The Frame of 1701 further strengthened the controlling role of the assembly. An elective council was not even mentioned in the legislative process, and thus the assembly became the sole legislative authority. Meanwhile, the assembly obtained several Anglo-Saxon standard parliamentary privileges constitutionally for the first time: the right to prepare legislative bills, elect its own officers, appoint committees, sit on its own adjournment, judge the qualifications of its own members, and impeach officers of government. The assembly was to be elected annually by freemen and composed of four representatives from each county. The governor may appoint a council to assist with executive affairs, the council does not have a role in the legislative process.

In addition, the Frame of 1701 required all claims relating to properties to be directed to ordinary courts of justice, and thus neutralized the power of the Board of Propriety, the center of proprietary land administration.

Another significant concession in the Frame of 1701 was that the Lower Counties, or Territories, are permitted to establish their home rules. In 1705, the Territories took advantage of this provision and set up their own assembly.

Although Penn steadfastly refused to approve the Frame of 1696, he yielded to the Frame of 1701, which was different from the Frame of 1696 only in details. Some writers regarded his concession as a sign of his losing control over the colony. He admitted that he approved the Frame of 1701 only because he saw a majority had been convinced by David Lloyd that it was a form of government "nearer to English methods, which they called for so often." Also, in anticipation of the possibility that his rights of government in the colony might be stripped of by the English Parliament, a more democratic governmental structure might provide the Quakers in the colony with a shelter from an arbitrary royal governor.

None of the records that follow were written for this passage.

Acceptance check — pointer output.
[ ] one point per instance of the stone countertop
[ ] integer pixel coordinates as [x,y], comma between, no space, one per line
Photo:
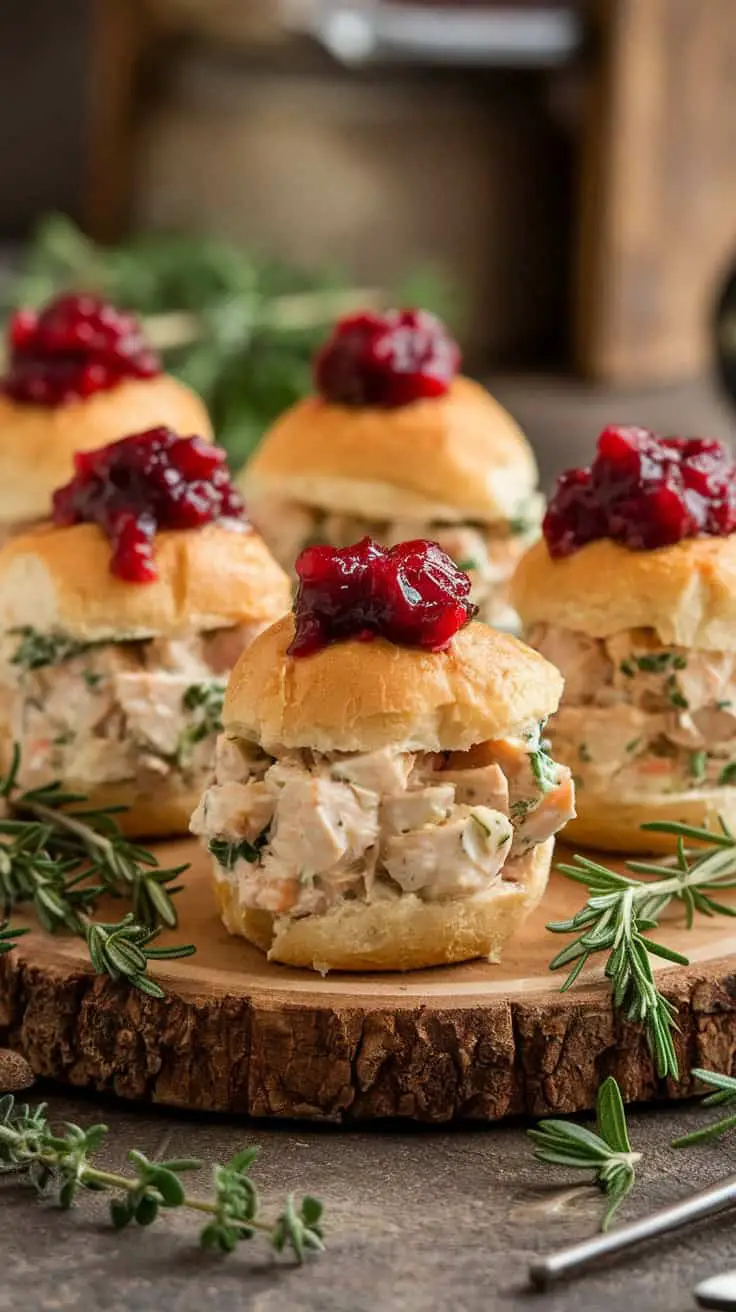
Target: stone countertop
[416,1220]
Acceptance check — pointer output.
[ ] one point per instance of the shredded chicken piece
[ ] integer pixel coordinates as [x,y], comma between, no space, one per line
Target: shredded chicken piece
[651,718]
[114,711]
[382,823]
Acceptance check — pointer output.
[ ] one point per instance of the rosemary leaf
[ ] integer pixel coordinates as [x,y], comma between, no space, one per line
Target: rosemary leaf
[621,909]
[606,1152]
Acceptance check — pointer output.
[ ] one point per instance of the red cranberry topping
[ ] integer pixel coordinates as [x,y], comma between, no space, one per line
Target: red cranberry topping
[72,348]
[147,482]
[644,492]
[386,360]
[412,594]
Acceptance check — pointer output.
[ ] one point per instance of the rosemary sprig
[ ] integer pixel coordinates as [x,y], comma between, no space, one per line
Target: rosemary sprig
[606,1152]
[9,936]
[724,1096]
[93,836]
[63,1164]
[59,857]
[621,909]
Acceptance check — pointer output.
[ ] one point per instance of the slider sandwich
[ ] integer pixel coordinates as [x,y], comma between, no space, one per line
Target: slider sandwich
[382,798]
[79,374]
[121,621]
[633,594]
[395,444]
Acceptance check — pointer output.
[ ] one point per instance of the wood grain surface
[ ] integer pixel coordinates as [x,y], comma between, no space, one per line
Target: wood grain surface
[474,1042]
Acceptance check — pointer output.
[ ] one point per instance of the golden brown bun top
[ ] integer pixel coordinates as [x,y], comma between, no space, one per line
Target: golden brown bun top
[37,442]
[210,577]
[357,697]
[453,457]
[686,593]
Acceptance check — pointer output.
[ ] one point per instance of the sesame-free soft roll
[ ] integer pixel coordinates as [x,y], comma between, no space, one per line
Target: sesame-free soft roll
[633,594]
[121,622]
[382,797]
[395,444]
[79,375]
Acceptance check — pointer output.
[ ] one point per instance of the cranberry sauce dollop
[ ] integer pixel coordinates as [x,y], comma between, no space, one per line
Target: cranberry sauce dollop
[413,594]
[643,491]
[72,348]
[147,482]
[386,360]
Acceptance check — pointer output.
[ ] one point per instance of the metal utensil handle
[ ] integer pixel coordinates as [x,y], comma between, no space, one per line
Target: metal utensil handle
[575,1258]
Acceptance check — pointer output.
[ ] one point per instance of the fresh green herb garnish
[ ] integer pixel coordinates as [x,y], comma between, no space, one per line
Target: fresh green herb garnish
[205,702]
[543,769]
[606,1152]
[621,909]
[724,1096]
[698,762]
[238,327]
[654,663]
[37,650]
[59,856]
[227,853]
[61,1164]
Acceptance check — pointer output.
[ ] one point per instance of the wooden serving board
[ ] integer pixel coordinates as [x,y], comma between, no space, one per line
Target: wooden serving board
[471,1042]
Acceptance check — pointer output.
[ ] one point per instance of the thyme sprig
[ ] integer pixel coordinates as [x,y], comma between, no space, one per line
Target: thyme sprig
[59,1165]
[61,857]
[619,911]
[606,1152]
[724,1096]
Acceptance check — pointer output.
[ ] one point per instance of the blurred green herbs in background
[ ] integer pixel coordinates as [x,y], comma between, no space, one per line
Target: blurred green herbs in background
[238,327]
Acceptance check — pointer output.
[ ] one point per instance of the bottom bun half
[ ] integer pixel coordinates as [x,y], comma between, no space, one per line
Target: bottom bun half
[394,936]
[614,824]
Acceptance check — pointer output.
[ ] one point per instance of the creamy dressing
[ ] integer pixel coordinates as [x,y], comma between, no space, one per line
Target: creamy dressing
[299,831]
[647,717]
[116,711]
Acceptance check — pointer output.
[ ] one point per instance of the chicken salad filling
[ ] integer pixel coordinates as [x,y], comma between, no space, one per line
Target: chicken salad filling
[114,711]
[488,553]
[298,831]
[640,715]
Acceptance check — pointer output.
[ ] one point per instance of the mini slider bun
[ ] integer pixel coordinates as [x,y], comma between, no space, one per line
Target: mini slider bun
[449,458]
[59,580]
[399,936]
[358,697]
[38,442]
[686,594]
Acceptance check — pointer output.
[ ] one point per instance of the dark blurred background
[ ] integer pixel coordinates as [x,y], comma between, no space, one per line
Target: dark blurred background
[559,176]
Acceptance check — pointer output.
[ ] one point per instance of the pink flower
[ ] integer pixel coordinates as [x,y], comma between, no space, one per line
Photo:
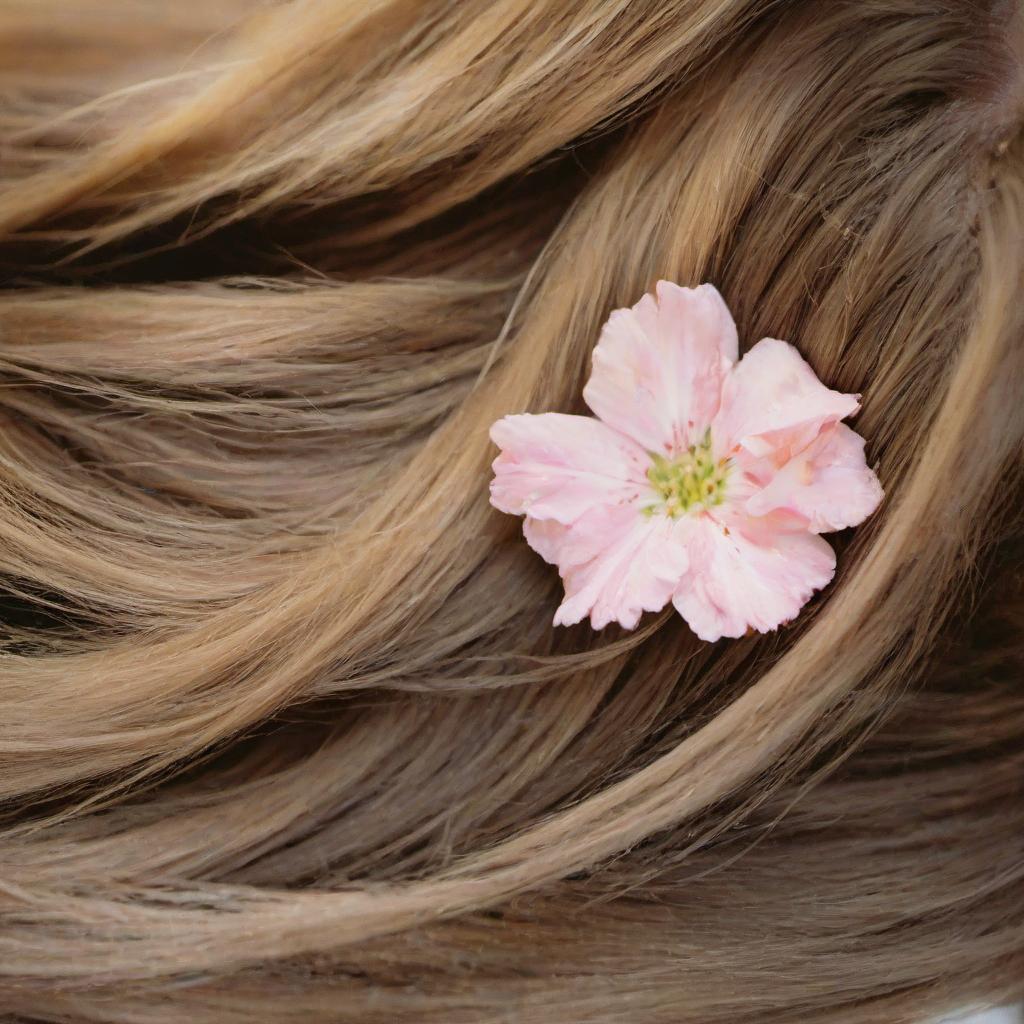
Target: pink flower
[704,480]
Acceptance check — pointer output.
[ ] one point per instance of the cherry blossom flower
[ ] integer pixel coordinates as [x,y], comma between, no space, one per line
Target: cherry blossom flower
[705,479]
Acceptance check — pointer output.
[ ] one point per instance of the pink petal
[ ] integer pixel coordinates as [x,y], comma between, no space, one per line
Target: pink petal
[557,467]
[774,406]
[658,367]
[741,579]
[828,483]
[617,563]
[546,537]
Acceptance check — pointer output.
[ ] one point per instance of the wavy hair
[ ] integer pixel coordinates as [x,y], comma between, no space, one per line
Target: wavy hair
[286,733]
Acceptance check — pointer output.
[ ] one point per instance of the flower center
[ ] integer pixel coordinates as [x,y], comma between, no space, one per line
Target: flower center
[689,480]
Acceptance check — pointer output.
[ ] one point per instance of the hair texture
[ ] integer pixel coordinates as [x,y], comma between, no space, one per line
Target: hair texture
[286,734]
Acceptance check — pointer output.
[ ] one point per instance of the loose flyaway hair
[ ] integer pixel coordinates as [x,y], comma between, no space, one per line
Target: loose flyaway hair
[286,731]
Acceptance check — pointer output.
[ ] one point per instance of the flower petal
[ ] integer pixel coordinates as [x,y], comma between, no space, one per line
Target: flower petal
[617,563]
[557,467]
[546,537]
[828,483]
[774,404]
[658,367]
[740,579]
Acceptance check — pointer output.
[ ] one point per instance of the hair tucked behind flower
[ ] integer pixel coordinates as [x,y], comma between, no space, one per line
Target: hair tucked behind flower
[286,732]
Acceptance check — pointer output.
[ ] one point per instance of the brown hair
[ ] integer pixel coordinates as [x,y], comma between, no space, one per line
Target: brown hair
[286,733]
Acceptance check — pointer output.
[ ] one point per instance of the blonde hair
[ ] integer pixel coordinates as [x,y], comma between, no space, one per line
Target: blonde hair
[285,730]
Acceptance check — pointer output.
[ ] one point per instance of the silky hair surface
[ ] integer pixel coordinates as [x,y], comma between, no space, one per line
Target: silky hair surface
[286,733]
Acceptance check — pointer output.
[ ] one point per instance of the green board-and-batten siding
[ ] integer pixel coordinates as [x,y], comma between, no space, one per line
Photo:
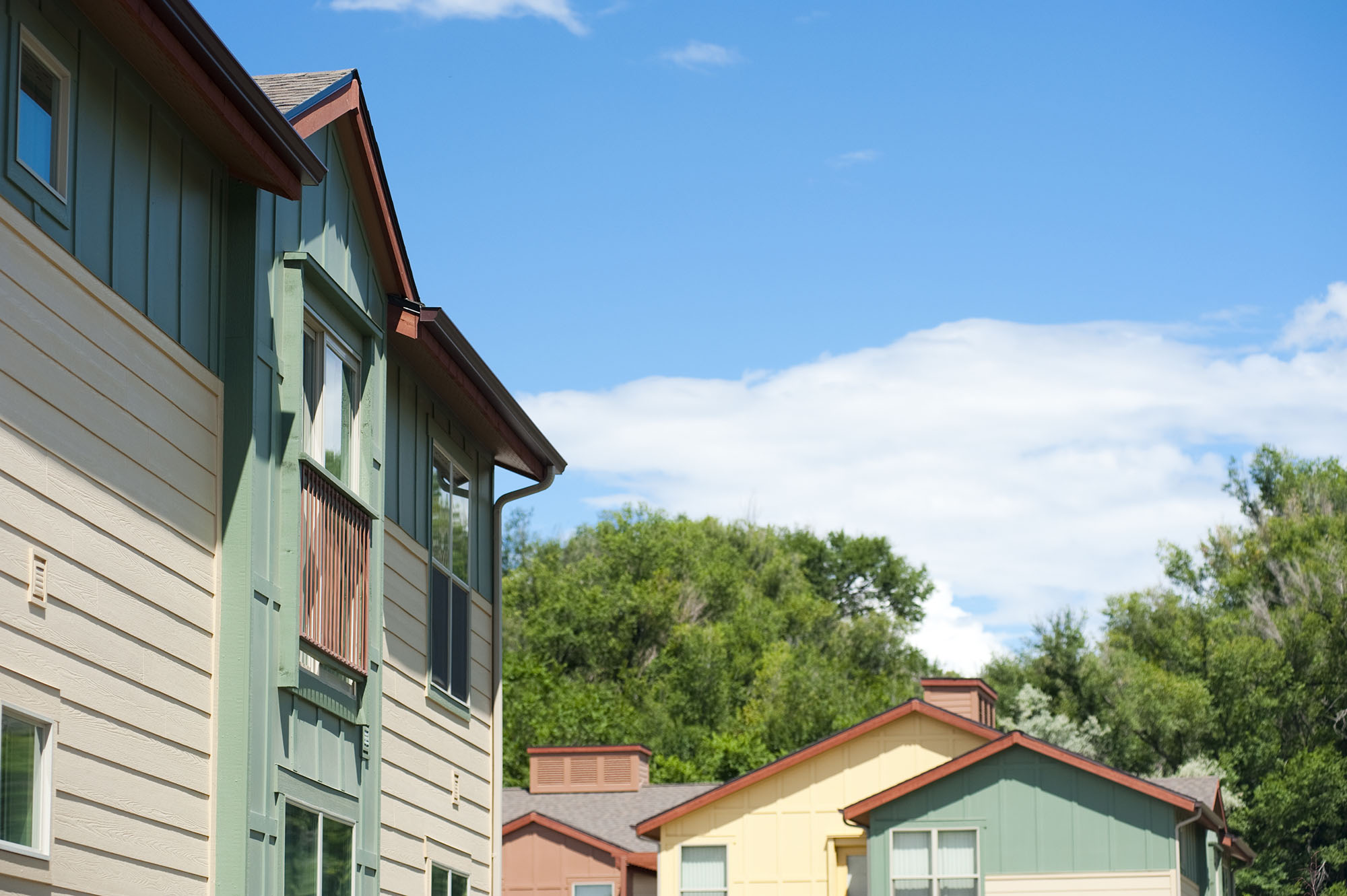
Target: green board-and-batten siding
[145,205]
[1035,816]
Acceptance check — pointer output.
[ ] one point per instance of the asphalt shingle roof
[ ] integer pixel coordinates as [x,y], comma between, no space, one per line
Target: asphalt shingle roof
[290,90]
[611,816]
[1204,789]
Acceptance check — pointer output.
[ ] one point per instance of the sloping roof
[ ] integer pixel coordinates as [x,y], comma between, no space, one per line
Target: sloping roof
[1205,789]
[611,817]
[860,812]
[653,825]
[293,90]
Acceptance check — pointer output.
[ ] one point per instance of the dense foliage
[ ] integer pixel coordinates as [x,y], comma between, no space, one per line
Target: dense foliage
[721,646]
[1239,665]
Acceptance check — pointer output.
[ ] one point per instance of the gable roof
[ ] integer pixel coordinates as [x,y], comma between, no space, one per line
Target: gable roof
[860,812]
[187,63]
[610,817]
[914,705]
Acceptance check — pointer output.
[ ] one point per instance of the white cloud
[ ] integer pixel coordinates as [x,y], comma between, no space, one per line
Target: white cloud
[1034,466]
[557,9]
[953,637]
[856,158]
[1319,323]
[700,55]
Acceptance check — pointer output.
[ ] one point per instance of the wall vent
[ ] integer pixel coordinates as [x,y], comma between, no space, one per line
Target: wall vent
[37,578]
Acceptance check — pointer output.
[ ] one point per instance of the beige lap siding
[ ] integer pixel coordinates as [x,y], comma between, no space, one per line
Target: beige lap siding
[110,460]
[1096,885]
[425,743]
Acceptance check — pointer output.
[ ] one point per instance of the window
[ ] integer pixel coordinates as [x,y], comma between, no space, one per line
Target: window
[447,883]
[320,854]
[592,890]
[954,871]
[332,404]
[25,782]
[704,871]
[451,549]
[44,112]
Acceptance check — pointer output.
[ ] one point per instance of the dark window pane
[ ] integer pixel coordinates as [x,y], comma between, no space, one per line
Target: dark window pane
[337,858]
[440,627]
[40,90]
[301,852]
[20,749]
[459,637]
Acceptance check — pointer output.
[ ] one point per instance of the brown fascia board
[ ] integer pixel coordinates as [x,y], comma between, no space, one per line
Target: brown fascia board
[651,825]
[444,359]
[173,48]
[860,812]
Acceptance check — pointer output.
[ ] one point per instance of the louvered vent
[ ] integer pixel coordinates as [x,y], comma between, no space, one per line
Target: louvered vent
[584,770]
[37,578]
[618,770]
[550,771]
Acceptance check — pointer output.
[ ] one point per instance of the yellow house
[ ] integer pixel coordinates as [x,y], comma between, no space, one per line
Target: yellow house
[779,831]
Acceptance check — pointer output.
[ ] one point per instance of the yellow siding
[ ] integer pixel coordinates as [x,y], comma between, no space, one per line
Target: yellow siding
[425,743]
[1101,885]
[110,455]
[778,832]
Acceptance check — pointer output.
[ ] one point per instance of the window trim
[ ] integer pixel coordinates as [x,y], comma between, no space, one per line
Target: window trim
[319,864]
[44,789]
[60,121]
[935,878]
[684,890]
[453,874]
[323,334]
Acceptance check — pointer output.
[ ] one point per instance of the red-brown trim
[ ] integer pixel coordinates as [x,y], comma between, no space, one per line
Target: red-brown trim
[379,203]
[654,824]
[614,749]
[961,683]
[647,860]
[860,812]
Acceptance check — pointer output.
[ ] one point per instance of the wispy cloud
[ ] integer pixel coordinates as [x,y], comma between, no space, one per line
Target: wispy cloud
[1034,466]
[1321,322]
[557,9]
[700,55]
[856,158]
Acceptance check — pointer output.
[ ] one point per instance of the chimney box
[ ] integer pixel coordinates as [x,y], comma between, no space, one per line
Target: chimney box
[588,770]
[969,697]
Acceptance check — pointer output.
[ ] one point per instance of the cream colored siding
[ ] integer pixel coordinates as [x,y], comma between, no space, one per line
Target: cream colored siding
[425,743]
[108,466]
[1101,885]
[778,831]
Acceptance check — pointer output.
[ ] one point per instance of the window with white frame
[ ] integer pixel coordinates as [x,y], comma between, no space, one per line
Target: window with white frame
[592,890]
[320,854]
[25,782]
[445,882]
[702,871]
[44,113]
[934,863]
[332,403]
[451,551]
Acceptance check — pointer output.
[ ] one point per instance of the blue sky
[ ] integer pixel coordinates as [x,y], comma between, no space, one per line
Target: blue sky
[674,217]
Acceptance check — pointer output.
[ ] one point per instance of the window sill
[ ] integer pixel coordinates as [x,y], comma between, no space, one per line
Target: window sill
[452,704]
[6,847]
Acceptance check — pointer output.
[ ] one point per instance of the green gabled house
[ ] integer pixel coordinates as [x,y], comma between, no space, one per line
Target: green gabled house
[249,513]
[1022,816]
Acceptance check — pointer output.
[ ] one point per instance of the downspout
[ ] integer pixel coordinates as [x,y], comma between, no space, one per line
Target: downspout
[1179,851]
[498,658]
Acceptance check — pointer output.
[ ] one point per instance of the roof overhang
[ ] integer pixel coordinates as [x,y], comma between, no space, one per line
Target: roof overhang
[440,354]
[185,62]
[860,812]
[647,860]
[650,827]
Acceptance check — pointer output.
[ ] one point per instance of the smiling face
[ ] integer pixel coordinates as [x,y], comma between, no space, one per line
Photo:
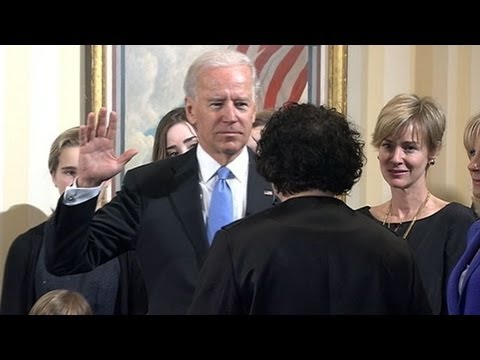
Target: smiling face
[403,159]
[67,168]
[181,137]
[223,110]
[474,167]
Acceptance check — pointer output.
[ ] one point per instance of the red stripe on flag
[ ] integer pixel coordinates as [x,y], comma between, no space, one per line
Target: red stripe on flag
[264,54]
[281,71]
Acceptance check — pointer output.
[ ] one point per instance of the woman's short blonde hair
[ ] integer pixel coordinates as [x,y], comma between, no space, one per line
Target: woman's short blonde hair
[61,302]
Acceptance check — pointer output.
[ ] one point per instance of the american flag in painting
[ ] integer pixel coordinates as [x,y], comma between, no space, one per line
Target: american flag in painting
[282,70]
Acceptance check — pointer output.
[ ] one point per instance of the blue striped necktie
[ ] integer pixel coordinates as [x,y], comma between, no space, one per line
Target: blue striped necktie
[221,204]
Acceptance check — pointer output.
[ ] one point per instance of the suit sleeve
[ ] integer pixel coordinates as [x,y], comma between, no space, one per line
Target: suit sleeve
[18,275]
[78,239]
[217,293]
[133,292]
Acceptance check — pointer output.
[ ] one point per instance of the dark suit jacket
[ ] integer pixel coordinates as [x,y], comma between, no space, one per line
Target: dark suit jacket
[310,255]
[158,213]
[19,292]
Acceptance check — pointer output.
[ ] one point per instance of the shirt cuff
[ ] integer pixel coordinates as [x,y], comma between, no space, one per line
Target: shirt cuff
[74,195]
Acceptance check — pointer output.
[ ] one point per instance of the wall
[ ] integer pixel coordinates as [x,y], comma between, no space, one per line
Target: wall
[41,91]
[448,73]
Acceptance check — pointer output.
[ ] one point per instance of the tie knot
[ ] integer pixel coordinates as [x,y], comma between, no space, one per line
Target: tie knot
[223,173]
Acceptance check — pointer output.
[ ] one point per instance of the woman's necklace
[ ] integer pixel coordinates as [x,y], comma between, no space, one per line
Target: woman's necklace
[413,220]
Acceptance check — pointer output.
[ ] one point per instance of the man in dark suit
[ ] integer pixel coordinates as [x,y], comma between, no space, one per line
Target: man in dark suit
[162,208]
[310,254]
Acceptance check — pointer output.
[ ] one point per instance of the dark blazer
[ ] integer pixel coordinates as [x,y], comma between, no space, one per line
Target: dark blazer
[19,295]
[158,213]
[309,255]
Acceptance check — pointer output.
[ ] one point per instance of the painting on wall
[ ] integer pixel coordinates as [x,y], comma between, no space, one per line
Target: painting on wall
[148,82]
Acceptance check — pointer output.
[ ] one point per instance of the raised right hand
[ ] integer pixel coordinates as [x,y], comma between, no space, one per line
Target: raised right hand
[97,161]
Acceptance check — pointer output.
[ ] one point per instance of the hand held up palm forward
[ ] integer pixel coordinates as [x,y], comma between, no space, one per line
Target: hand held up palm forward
[97,159]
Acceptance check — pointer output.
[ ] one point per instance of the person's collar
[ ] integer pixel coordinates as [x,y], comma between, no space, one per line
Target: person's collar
[209,166]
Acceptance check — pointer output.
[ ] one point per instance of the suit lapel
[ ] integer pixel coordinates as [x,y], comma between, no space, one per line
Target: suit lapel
[185,199]
[259,191]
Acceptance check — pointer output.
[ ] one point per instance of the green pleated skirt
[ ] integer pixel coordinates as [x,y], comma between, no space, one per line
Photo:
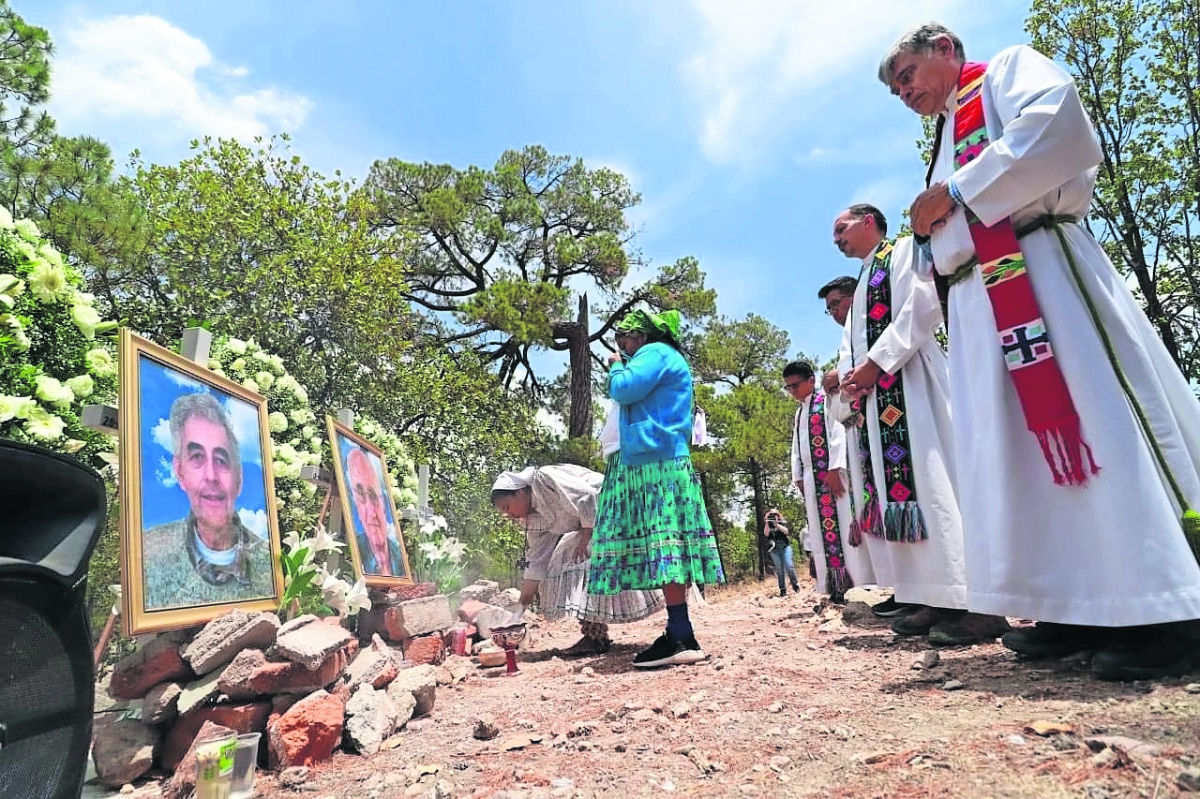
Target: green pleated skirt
[652,529]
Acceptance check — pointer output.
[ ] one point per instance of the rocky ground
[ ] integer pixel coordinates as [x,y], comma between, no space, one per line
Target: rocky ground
[796,700]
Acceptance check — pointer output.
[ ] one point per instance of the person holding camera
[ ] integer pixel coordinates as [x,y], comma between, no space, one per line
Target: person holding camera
[780,548]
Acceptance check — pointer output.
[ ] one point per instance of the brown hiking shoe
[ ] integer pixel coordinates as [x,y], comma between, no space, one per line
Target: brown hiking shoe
[967,629]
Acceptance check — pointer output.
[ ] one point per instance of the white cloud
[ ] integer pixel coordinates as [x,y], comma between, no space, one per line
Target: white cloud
[255,521]
[244,418]
[147,71]
[762,65]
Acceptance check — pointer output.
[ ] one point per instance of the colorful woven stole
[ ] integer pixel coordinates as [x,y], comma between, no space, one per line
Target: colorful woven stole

The Frame of 1701 remained the governing constitutional document in Pennsylvania in the following seventy-five years until the Pennsylvania Constitution of 1776 replaced it.

==Characteristics==
The establishment of Pennsylvania may be the most successful effort of Quakers in colonizing in America. Penn's close relationship with the Crown significantly contributed to the success. His ruling over Pennsylvania was largely based on the royal charter, which curbed his political experiment and led to a hierarchical governmental structure. The compromise diluted the liberalism in the constitution of government, which Penn and his contemporary political thinkers had been promoting. However, the human rights provisions in the Frame of Government successfully reflected certain important values inherent in human thinking prevailing in the colony and Quakerism and contributed to the development of constitutionalism in America.

==Legacy and reception==
The Frame of Government has been seen as a significant move towards democracy in America. The political philosophy expounded in the preface to the Frame of 1682 has often been cited and quoted.
Voltaire applauded Penn's efforts, saying he might "with reason, boast of having brought down upon earth the Golden Age, which in all probability, never had any real existence but in his dominions."

The Supreme Court of the United States quoted the 1682 Frame of Government in a February 2019 decision regarding excessive fines imposed by the state of Indiana.